A graphics tablet is undoubtedly the best means of taking advantage of illustration and photo-editing software, but if you've ever used one you'll know it's best to keep a mouse to hand for everyday jobs.
Wacom's Bamboo Pen & Touch aims to change that, by combining a traditional digitiser pen with a finger-driven touchpad.
The tablet itself has an A5 drawing area, so it's one for the occasional doodle and photo retouching job, rather than full-time use.
The pen - stowed in a fabric loop on the right-hand edge of the tablet - is comfortable to use and requires no battery. It boasts eraser and pen facilities, plus a rocker button on the barrel.
Resolution is a decent 2540dpi, and it feels accurate and natural in use.
The buttons on the pen are awkward to click while holding it, so the Bamboo also has four buttons on the pad; by default the bottom pair is configured for left and right mouse clicks, while the top toggles touch on and off.

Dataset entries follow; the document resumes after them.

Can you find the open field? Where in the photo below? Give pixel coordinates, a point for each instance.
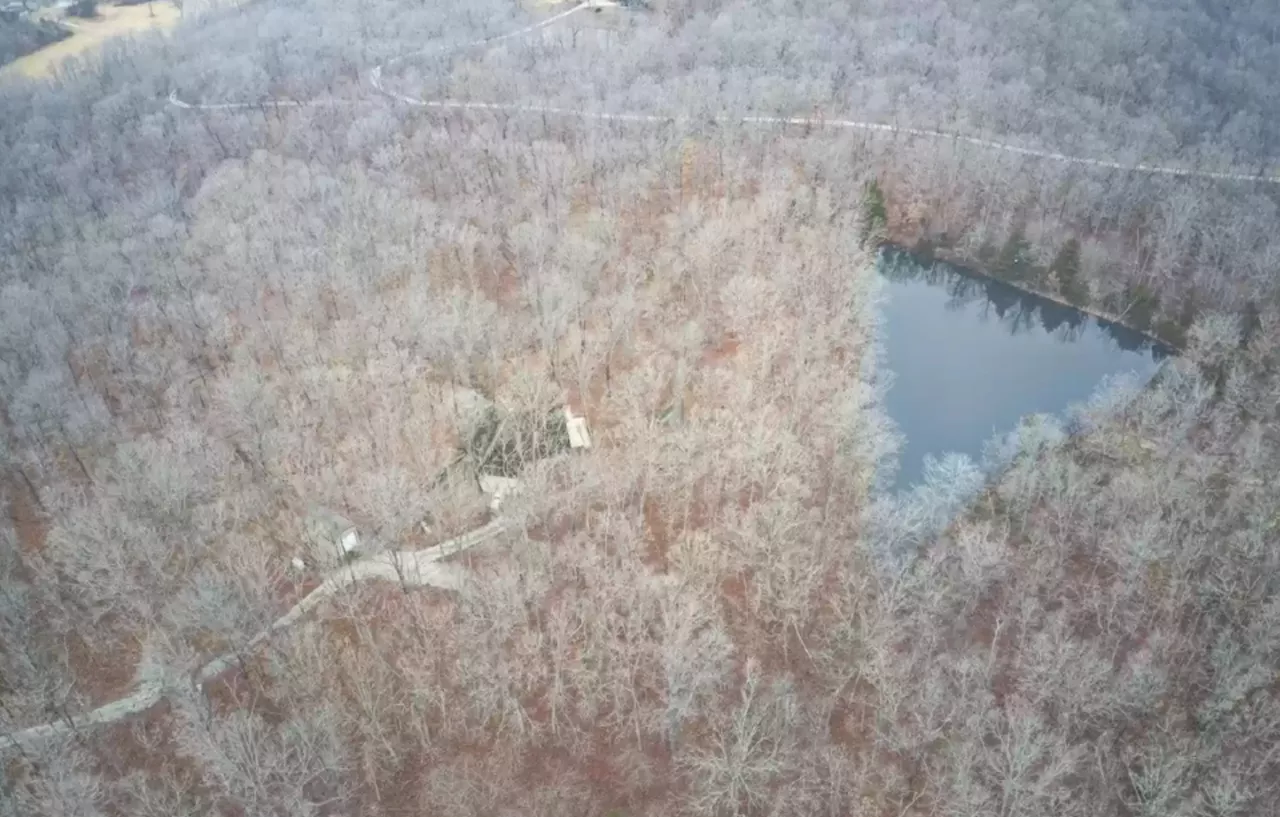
(90, 35)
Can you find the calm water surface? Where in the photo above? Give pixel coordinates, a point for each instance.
(970, 356)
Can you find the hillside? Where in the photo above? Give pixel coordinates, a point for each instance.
(307, 269)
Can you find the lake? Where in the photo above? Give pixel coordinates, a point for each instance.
(970, 356)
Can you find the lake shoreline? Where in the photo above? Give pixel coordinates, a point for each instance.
(968, 265)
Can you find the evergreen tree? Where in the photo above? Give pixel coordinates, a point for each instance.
(1015, 256)
(1066, 272)
(874, 214)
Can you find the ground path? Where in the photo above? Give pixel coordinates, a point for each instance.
(408, 567)
(805, 122)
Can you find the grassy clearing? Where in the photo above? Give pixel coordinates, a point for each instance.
(91, 33)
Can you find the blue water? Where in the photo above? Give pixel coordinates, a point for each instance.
(970, 356)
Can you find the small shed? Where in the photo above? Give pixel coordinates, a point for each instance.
(579, 436)
(330, 538)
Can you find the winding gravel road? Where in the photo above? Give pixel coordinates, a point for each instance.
(408, 567)
(375, 78)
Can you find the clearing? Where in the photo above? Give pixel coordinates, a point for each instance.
(112, 21)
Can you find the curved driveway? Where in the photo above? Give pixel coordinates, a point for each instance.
(805, 122)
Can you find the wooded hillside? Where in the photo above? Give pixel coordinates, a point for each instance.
(218, 325)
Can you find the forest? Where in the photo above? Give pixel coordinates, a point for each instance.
(256, 307)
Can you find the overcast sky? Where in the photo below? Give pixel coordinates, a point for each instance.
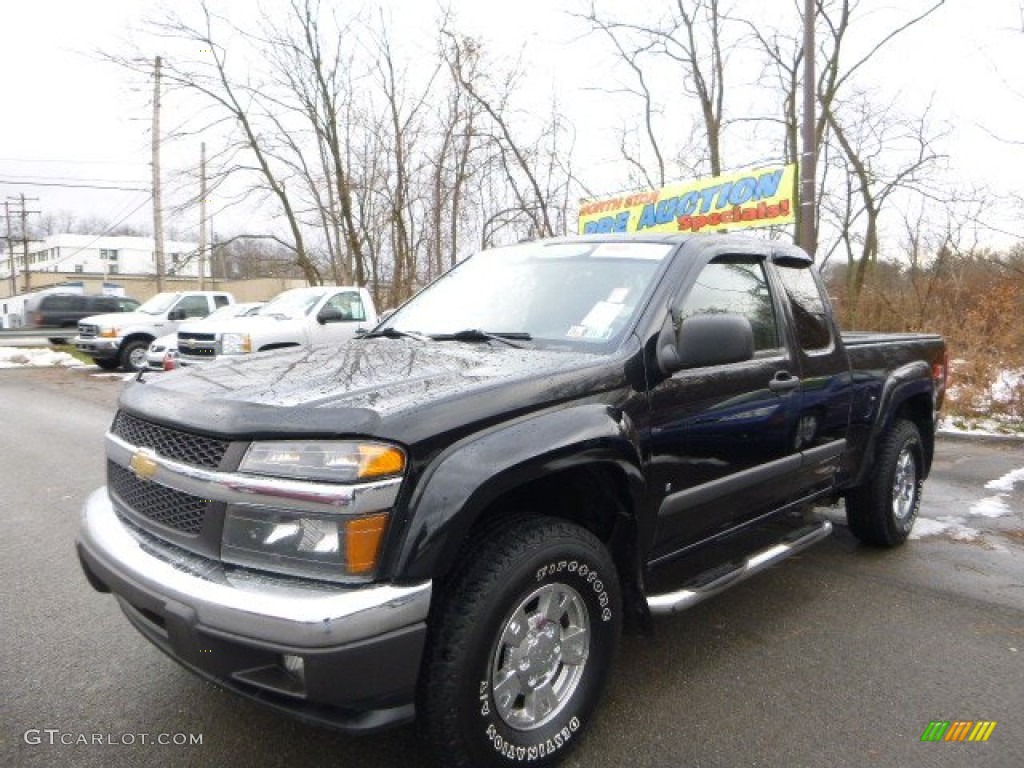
(71, 119)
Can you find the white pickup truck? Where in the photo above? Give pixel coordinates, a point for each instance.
(122, 339)
(302, 316)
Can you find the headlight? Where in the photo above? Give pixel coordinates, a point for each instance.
(236, 344)
(324, 460)
(336, 546)
(304, 544)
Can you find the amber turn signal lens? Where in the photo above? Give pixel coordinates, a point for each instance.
(363, 542)
(380, 461)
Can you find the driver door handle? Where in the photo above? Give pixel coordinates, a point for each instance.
(783, 382)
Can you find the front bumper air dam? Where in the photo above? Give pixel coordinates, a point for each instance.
(360, 647)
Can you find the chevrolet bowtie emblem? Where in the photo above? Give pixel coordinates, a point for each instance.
(143, 464)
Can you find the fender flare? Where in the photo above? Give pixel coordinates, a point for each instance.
(473, 472)
(907, 381)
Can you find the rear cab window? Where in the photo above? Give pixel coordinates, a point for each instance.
(807, 305)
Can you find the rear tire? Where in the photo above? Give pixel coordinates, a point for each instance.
(520, 647)
(882, 511)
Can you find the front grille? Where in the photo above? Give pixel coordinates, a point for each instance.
(171, 443)
(174, 509)
(198, 345)
(198, 351)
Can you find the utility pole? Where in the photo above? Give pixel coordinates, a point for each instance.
(24, 215)
(158, 213)
(202, 216)
(10, 252)
(807, 237)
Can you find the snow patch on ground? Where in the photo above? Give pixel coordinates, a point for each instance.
(948, 526)
(35, 357)
(1007, 482)
(992, 506)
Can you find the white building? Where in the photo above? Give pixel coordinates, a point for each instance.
(89, 254)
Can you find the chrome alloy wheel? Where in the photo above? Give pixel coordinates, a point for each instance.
(904, 484)
(137, 358)
(540, 656)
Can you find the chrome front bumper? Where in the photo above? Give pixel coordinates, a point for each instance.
(295, 612)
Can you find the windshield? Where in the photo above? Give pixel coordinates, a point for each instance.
(232, 310)
(576, 294)
(295, 303)
(158, 304)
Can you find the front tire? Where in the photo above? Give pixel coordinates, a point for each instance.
(521, 646)
(132, 355)
(882, 511)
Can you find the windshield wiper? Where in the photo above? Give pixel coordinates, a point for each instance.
(475, 334)
(394, 333)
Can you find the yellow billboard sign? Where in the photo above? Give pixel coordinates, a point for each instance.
(735, 201)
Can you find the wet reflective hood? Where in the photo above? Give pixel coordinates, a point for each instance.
(398, 389)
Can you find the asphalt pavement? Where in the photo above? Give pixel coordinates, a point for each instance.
(840, 656)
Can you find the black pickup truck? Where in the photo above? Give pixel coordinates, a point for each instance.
(453, 517)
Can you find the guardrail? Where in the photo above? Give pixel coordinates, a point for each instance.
(36, 333)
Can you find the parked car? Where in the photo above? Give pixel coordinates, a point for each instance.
(453, 516)
(299, 317)
(122, 340)
(164, 351)
(66, 309)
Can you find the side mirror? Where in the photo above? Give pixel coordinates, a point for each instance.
(705, 340)
(330, 314)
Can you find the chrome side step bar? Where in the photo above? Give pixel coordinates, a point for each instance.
(673, 602)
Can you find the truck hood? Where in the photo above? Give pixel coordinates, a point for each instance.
(253, 324)
(398, 389)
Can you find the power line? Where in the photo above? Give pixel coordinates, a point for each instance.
(72, 186)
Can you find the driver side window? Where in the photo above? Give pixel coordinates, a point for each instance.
(194, 306)
(736, 287)
(349, 304)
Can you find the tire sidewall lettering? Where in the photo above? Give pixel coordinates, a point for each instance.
(585, 571)
(538, 751)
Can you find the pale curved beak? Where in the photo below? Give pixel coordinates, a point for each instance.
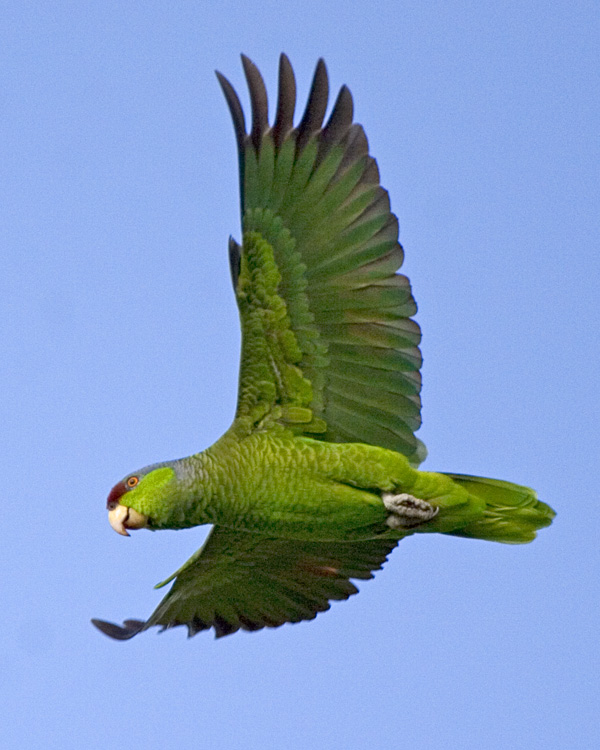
(122, 518)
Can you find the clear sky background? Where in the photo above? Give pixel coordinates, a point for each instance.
(120, 344)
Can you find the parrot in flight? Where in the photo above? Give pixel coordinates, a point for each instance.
(317, 479)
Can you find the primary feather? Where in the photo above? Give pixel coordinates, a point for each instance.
(316, 481)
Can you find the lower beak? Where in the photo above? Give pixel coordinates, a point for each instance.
(122, 518)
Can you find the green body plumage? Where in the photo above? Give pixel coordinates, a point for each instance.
(299, 489)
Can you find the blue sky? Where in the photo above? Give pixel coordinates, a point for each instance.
(120, 342)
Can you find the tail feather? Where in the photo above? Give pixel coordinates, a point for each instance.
(513, 513)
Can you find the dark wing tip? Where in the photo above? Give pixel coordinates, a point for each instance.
(286, 101)
(118, 632)
(258, 101)
(235, 107)
(235, 256)
(316, 106)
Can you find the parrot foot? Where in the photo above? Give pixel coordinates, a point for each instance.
(407, 511)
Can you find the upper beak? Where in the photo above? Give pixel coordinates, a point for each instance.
(122, 518)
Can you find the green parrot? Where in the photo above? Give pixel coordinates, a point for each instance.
(317, 479)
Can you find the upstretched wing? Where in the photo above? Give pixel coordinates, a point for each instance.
(239, 580)
(328, 344)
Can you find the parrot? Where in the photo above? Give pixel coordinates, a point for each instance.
(317, 480)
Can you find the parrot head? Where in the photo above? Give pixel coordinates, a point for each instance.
(141, 499)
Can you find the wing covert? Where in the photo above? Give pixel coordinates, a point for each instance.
(331, 348)
(239, 580)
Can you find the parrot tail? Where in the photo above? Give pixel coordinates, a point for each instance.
(512, 515)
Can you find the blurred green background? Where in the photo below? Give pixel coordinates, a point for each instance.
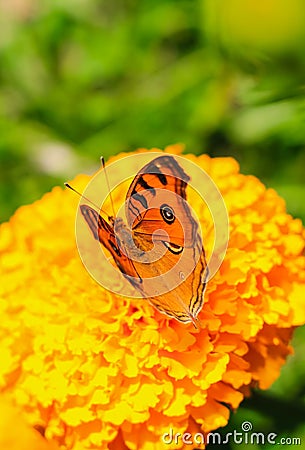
(81, 78)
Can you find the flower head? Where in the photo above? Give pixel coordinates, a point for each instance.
(96, 370)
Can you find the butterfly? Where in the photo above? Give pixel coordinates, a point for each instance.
(159, 250)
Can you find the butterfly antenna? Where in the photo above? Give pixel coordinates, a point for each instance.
(108, 185)
(98, 209)
(196, 322)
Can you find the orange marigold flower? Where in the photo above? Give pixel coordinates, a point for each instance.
(95, 370)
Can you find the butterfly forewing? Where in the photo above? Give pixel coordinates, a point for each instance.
(160, 251)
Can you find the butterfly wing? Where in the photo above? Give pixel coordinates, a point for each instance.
(104, 233)
(156, 191)
(174, 277)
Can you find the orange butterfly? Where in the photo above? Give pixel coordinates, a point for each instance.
(160, 250)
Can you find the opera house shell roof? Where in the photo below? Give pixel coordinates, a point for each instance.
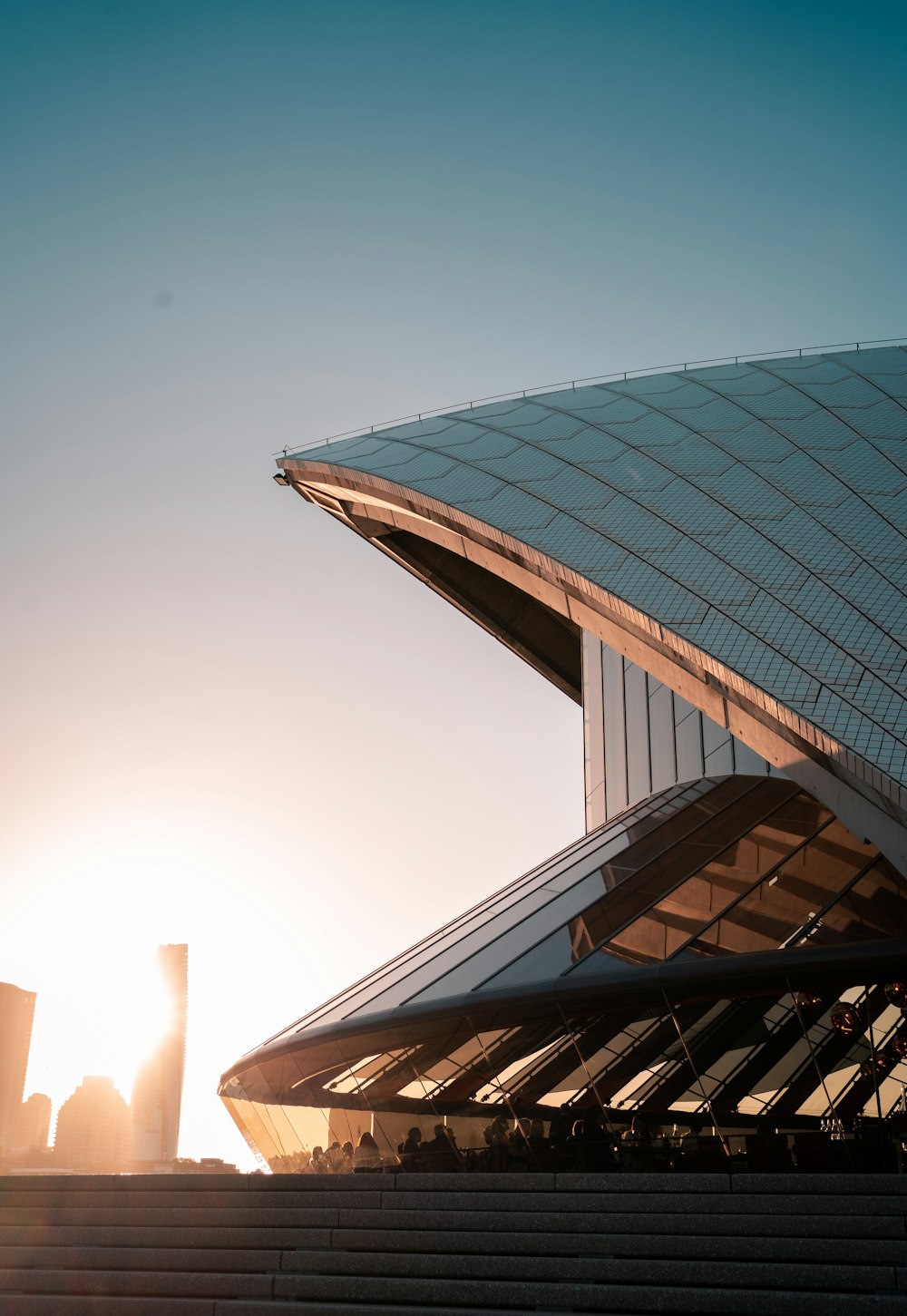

Put the pen down, though, and the Bamboo transforms into a touchpad.
This takes some getting used to, but the multitouch facility has its advantages. You can use pinch gestures to zoom in and out of web pages and photos, scroll and pan using two fingers and, in certain applications, rotate images too. And it works in both Windows 7 and Vista.
It isn't perfect, though. While the pen works well, the multitouch is sluggish and unresponsive. Single taps suffer from a delay, gestures feel similarly laggy, and we couldn't get flicks to work.
Worse still, on a Windows 7 system the control panel crashed regularly, preventing us from adjusting the pad's advanced settings.
So, the first multitouch graphics tablet is a bit of a let-down. It's neater than having to run a mouse alongside a standard graphics tablet, and the price is reasonable. But it needs to be more reliably implemented.